Beatrice is sleeping. She is different from what I remember. She is defenseless. She is pale, a strange blue color encircles her eyes, and I know it isn’t makeup. She continues sleeping. Her arms, resting at her sides, are covered by light blue pajamas. Her hands are delicate and thin. I had never seen her from so close up. She seems like a fairy. She is alone. She is sleeping. I stay there, contemplating her for at least half an hour. And she sleeps. We don’t say anything, but it’s not necessary. I stare at her face intensely to remember every trait. She has a little dimple on the right cheek that makes her look as if she were smiling even when she is sleeping. She doesn’t make any noise. You can’t hear her breathing. She is silent. Luminous as always, like a star in the night. Then, a nurse comes in to check things, and she asks me to leave. I stand up in a rather awkward way in my ceremonious pajamas.
“Do you know her, Mr. Elegant?” the nurse asks me. She is as fat as Simmenthal, potted meat all compressed into gelatin, all bouncy because of the joke she has just made. I remain silent a second and then answer with a broad smile, “Yes, she is my girlfriend.
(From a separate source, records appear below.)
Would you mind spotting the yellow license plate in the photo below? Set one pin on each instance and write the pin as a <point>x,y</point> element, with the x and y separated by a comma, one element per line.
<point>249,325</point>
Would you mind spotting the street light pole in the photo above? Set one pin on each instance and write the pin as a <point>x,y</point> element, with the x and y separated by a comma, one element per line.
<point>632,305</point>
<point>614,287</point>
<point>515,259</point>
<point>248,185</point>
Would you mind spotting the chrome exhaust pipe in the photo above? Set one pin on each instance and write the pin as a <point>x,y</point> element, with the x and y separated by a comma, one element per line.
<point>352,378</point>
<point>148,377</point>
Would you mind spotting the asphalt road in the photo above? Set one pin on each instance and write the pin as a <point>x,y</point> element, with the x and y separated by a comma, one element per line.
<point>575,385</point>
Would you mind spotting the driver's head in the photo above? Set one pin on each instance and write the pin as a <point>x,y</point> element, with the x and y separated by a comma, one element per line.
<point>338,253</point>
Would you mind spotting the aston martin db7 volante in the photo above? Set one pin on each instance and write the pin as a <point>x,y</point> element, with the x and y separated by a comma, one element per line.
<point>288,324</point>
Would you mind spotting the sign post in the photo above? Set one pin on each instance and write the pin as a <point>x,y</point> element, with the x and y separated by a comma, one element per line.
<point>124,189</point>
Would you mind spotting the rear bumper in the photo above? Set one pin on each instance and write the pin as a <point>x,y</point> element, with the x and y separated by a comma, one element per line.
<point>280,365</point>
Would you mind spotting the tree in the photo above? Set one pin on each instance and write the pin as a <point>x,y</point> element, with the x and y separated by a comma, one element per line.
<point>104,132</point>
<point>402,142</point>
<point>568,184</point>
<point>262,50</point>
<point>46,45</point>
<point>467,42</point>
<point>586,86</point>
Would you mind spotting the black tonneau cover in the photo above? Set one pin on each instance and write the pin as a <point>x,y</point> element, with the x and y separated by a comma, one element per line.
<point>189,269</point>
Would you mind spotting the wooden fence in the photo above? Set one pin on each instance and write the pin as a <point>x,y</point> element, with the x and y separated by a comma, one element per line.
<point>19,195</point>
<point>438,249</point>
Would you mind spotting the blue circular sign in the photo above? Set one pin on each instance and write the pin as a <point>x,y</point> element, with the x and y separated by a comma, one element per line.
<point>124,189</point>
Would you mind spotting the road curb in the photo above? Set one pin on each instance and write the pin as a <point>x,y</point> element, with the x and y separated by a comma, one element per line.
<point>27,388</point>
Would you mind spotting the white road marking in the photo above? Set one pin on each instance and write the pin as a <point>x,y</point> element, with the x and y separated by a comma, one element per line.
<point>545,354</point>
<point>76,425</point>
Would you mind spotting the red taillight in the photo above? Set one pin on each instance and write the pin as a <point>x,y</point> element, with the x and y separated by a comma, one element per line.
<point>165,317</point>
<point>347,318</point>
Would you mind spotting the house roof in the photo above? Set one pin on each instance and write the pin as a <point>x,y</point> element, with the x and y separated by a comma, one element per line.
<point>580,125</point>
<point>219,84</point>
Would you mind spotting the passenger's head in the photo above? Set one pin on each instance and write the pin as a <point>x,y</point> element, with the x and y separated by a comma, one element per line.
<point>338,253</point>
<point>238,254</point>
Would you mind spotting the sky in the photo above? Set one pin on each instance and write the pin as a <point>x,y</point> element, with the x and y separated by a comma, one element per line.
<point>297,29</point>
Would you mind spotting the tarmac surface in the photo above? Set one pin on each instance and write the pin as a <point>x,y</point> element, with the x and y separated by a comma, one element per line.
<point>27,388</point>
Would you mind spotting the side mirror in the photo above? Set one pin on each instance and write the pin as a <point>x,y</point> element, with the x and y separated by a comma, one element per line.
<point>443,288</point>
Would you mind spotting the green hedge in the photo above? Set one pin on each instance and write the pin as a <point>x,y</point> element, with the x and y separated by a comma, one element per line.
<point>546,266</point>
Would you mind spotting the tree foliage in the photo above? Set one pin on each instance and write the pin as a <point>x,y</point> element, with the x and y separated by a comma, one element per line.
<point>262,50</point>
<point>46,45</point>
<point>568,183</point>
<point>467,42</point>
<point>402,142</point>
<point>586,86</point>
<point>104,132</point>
In order to be near her, I had to break an arm. … ”
The chubby nurse holds back something more than a smile, which I don’t know how to define. … Before leaving, I give Beatrice a caress. I don’t wake her, but upon her awakening, I want her to find my caress th
ere on her cheek.
Get better, Beatrice. I have a dream. And I must take you along with me.
44
I didn’t leave the letter for Beatrice, I forgot all about it, all because of the gelatinous nurse who distracted me. However, maybe the timing wasn’t right. I open the letter to reread it. It’s as if I were reading it to her out loud. Gandalf’s cross falls to the floor. It was in the envelope. It got stuck in the most difficult spot to get to, like only useful things know how to do. I have to almost detach my healthy arm to get it back. I hold it tightly in my hand. Furious, I look at it. He, too, is sleeping. He, too, has the appearance of Beatrice while sleeping. And I understand that even he understands what Beatrice is experiencing, because he looks like he has gone through it, too.
Why do good people, supposing that you exist, have to suffer? Of course, you don’t answer. I don’t know if you exist. But, if you do and if you make miracles, make one for me: make Beatrice get better. If you do, I will begin to believe in you. Agreed?
45
I have spent the whole day sitting in bed. With the microscope of my memory, I keep going over the sleeping face of Beatrice. I have snuggled to the dimple on her right cheek and I stayed there for hours, like a newborn in the cradle, or, like when I was a child and would color in those unbearable black-and-white albums. The world could be seen better that way; it seemed I could hear the silence without being afraid of it and touch the darkness. It was as if my benumbed senses could now stretch out after a long sleep. In this manner, the hours slipped away without me realizing it. Not like the TV. Because I’m not tired now; I could start all over again.